Coming into training camp in the 2018-19 season, the opportunity for young defencemen to make an impact was larger than ever before, as Erik Karlsson had just been traded to the San Jose Sharks in exchange for their entire future. Even so, Lajoie was still considered to be below Christian Wolanin, Christian Jaros and Ben Harpur on the depth chart. However, the 20-year-old surprised everyone with a very impressive preseason, which was enough to earn a spot on the opening night roster. Lajoie was considered to be a well-rounded defence prospect with decent offensive and defensive ability, but the offensive side of his game especially came through during his unforgettable NHL debut in the season opener against Chicago:

This debut grew into a scorching hot streak, as he began the year with four goals and three assists in his first six games, while firing 18 shots on goal. Although he and the rest of the Senators’ defence corps struggled to drive play, Lajoie’s confidence was sky-high, with play after play coming off of his stick and leading to a quality scoring chance. Ottawa had found a diamond in the rough.

As the season went on, however, the porous defensive play continued, while Lajoie’s production came to a halt. After a ten-game stretch with only one point (a goal), it was time to consider sending him down to Belleville to continue to hone his two-way game. It wouldn’t have been an issue at all to have done so, since he was still twenty-one years old and had already done more in the NHL than an average late-round pick. Plus, a large stint in Belleville under coach Troy Mann would certainly have been beneficial to his development long-term, and Ottawa did have Wolanin waiting in the wings, ready to seamlessly move into Lajoie’s spot.

Instead, the team opted to keep Lajoie in Ottawa long-term; it’s likely that his production at the start of the year had earned him more rope than that which a prospect would normally been given. He remained with the big club until he’d played 56 NHL games. In his final 50 games, he scored only three goals and five assists, not nearly enough to justify throwing an inexperienced defender to the wolves every night.

The Senators were out-performed to a large degree with Lajoie on the ice, only generating 43.71 percent of the 5v5 expected goals share, and Lajoie’s primary partner on defence was Cody Ceci, which wasn’t ideal, but when you consider the alternative was to separate the fantastic pair of Thomas Chabot and Dylan DeMelo, there really was no choice in that regard. Lajoie did have some great performances throughout the season, but not at the consistency required to warrant a full-time job with the team.

Simply put, the NHL wasn’t the place for Lajoie to be for a full season.
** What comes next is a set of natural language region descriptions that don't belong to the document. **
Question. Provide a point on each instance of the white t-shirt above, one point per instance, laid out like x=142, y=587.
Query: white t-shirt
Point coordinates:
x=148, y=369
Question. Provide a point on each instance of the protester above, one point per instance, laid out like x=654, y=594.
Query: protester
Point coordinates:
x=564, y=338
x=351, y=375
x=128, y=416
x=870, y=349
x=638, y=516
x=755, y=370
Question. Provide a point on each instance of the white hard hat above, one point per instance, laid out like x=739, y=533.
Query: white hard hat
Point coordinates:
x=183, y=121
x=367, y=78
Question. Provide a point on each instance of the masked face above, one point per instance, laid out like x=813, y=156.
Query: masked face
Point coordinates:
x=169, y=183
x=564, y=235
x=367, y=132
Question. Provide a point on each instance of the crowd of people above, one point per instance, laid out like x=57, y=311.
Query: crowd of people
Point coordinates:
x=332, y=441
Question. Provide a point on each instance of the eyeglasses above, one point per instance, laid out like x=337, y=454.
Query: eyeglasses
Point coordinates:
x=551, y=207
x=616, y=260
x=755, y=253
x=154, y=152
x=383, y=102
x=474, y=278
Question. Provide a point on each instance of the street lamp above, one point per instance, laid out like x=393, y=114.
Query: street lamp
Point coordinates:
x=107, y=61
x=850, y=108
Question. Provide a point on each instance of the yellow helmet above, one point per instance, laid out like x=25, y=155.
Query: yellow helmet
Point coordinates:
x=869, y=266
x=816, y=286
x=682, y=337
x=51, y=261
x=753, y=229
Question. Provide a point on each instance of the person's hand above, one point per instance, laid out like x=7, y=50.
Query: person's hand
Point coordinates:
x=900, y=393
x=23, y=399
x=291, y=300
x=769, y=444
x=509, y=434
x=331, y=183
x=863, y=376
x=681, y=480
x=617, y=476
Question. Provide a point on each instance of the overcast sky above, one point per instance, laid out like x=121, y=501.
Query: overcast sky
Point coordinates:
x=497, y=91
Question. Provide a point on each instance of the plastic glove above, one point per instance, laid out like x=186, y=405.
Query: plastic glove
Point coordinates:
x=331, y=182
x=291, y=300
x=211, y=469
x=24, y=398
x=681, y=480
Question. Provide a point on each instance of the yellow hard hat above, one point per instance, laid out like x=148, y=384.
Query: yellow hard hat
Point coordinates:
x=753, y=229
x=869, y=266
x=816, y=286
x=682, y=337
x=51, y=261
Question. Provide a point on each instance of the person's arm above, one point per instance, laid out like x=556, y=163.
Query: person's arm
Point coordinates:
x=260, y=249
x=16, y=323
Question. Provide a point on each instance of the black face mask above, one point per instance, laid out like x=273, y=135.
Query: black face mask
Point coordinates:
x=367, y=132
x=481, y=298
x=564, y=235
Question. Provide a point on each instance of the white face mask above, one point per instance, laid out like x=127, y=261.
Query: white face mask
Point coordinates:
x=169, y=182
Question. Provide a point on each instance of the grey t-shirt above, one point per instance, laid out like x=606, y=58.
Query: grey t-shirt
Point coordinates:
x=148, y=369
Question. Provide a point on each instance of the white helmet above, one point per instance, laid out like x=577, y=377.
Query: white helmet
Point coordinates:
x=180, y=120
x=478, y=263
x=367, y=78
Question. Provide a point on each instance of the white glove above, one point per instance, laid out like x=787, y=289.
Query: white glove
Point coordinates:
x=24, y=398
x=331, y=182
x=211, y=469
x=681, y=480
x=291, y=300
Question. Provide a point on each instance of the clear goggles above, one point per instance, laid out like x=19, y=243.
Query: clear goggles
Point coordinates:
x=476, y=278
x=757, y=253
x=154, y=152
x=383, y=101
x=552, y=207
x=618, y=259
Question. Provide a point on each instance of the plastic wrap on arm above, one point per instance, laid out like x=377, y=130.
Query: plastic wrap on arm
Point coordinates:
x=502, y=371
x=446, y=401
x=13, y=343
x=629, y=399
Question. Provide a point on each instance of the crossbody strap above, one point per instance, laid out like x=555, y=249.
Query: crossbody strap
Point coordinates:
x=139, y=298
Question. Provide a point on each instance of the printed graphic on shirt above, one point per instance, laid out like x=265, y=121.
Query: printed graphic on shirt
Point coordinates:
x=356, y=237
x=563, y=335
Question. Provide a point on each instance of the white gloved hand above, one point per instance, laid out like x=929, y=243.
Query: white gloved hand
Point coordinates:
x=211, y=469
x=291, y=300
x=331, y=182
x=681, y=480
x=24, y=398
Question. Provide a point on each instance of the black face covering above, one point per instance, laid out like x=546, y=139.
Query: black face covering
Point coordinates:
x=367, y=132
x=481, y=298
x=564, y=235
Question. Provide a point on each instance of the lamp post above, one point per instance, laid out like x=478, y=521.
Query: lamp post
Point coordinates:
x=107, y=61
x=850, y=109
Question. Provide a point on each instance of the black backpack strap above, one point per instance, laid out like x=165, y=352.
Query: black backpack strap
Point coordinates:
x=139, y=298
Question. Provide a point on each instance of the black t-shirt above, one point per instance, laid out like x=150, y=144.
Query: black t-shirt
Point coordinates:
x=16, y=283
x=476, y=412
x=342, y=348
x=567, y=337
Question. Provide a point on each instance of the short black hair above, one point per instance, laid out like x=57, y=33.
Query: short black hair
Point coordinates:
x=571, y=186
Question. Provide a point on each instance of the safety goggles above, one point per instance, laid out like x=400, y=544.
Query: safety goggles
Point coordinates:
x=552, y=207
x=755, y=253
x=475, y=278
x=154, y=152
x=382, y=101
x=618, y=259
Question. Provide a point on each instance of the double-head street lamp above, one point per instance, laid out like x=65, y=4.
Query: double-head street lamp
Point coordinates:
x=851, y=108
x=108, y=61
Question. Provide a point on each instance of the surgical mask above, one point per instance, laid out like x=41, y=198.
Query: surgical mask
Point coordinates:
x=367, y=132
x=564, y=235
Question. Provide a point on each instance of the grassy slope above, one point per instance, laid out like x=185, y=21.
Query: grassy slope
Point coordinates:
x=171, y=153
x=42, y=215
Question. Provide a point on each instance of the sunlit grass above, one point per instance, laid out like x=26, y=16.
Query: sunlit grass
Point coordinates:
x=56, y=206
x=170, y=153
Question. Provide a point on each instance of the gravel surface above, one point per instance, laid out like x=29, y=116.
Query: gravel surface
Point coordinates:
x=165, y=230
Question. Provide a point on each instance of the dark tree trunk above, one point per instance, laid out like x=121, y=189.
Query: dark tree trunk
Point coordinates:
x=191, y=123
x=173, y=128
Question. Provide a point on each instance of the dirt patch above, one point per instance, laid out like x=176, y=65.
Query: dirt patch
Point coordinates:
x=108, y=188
Instead of a full year of development, he was overwhelmed with extremely tough minutes for a rookie. To make matters worse, shortly after being assigned to Belleville, he suffered an injury and required sports hernia surgery. Although he recovered over the offseason, the road back to the NHL has been tough. He was unable to earn the trust of D.J. Smith during the 2019-20 season, spending another full year in Belleville and tallying 4 goals and 13 assists in 48 games. Things have only become harder with the acquisition of Brannstrom from Vegas in 2019, and the selection of Jake Sanderson fifth-overall in the 2020 NHL Draft.

Granted, with this addition of talent on the blueline, Lajoie likely would’ve been passed on the depth chart regardless of his development, but he was playing like a legitimate NHL defender for a short while, and was looking like he could become part of the long-term solution in Ottawa.
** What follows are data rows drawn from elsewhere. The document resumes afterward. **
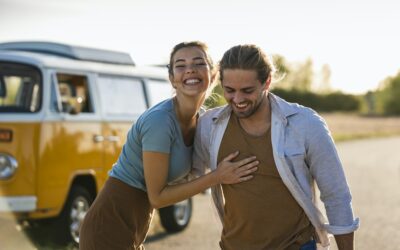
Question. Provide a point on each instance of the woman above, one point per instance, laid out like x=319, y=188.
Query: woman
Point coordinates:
x=158, y=151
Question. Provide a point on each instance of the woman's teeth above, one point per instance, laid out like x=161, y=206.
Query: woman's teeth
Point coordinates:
x=192, y=81
x=243, y=105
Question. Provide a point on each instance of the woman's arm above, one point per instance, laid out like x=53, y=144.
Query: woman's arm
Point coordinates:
x=161, y=194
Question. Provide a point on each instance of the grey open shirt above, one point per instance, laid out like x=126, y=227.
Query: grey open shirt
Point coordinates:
x=304, y=154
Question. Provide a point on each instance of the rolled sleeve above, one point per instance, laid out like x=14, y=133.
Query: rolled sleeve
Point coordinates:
x=328, y=172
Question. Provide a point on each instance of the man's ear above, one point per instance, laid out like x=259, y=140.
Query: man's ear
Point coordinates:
x=268, y=83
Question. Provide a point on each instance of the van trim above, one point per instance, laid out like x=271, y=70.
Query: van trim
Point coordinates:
x=18, y=203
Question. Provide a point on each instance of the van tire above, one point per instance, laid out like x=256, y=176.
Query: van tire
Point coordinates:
x=176, y=218
x=71, y=217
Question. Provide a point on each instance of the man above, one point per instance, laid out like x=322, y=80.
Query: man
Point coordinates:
x=276, y=209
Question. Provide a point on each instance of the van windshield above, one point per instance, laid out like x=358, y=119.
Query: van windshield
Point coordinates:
x=20, y=88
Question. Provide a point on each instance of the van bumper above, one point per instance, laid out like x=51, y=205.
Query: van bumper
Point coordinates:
x=18, y=203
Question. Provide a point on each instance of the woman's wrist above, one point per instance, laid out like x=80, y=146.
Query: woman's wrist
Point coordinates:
x=215, y=179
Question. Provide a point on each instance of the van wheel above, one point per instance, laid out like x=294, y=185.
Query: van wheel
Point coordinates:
x=74, y=211
x=175, y=218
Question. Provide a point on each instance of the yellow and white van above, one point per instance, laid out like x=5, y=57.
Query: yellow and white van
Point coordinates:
x=64, y=115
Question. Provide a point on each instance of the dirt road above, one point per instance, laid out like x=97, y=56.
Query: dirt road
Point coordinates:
x=373, y=170
x=372, y=167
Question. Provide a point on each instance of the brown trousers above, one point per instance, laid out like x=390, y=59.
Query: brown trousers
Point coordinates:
x=118, y=219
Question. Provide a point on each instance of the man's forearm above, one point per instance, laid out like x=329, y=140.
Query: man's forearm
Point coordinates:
x=345, y=241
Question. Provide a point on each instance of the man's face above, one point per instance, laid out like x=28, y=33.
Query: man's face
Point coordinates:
x=243, y=91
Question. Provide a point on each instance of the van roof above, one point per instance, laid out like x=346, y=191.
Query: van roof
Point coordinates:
x=69, y=51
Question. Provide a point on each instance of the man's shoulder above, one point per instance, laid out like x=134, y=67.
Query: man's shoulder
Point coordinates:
x=297, y=111
x=213, y=113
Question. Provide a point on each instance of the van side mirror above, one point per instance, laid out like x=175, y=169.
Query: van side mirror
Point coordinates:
x=3, y=90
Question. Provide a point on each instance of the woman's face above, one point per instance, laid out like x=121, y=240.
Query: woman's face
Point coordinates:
x=191, y=72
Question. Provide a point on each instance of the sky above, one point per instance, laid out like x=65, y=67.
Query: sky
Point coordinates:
x=358, y=39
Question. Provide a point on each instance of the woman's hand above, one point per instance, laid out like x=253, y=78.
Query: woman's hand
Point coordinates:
x=229, y=172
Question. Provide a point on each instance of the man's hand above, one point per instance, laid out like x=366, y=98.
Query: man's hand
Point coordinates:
x=345, y=241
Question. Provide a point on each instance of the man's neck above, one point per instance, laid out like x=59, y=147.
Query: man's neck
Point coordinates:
x=259, y=122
He still can, by the way. He’s still got one more year on his entry-level deal, meaning he can be sent down to the AHL without being placed on waivers first. Though, it should be said that giving Lajoie a proper workload throughout the 2018-19 season might have allowed him to take additional steps forward, instead of backward.
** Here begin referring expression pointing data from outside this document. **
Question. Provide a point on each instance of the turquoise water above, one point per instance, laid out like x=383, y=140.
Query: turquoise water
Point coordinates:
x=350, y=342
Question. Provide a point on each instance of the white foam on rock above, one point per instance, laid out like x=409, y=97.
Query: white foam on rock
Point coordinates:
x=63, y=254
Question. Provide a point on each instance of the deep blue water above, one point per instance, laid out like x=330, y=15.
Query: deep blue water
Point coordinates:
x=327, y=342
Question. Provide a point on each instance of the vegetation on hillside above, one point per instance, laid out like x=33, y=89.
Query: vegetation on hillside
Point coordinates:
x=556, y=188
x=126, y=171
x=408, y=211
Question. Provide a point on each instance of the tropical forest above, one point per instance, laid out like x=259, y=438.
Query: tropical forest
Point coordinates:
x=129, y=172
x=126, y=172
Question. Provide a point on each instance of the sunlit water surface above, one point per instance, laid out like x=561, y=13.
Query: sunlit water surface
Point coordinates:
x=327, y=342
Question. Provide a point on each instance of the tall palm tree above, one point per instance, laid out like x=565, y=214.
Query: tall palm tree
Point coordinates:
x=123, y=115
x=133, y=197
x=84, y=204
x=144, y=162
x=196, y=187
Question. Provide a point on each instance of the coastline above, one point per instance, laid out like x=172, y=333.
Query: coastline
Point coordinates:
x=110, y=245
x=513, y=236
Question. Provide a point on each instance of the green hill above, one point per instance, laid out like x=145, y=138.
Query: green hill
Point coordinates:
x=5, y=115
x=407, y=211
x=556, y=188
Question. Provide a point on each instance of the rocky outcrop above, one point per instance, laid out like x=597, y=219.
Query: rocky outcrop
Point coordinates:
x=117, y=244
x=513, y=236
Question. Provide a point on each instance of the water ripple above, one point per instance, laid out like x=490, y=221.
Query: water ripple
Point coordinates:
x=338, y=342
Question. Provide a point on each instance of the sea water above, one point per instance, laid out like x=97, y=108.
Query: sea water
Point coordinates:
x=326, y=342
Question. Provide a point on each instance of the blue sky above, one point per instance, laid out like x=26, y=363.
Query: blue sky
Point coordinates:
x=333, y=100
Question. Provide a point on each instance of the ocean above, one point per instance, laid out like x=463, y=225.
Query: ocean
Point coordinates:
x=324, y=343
Development is key when it comes to a team’s success, not just when they’re rebuilding, but also if they’re looking to keep the roster competitive once they start winning. The organization will have to make the correct decisions regarding many of their prospects in order to maximize their chances of bringing a Cup to Ottawa. Let’s hope they can right this ship and turn Max Lajoie into an NHL defender.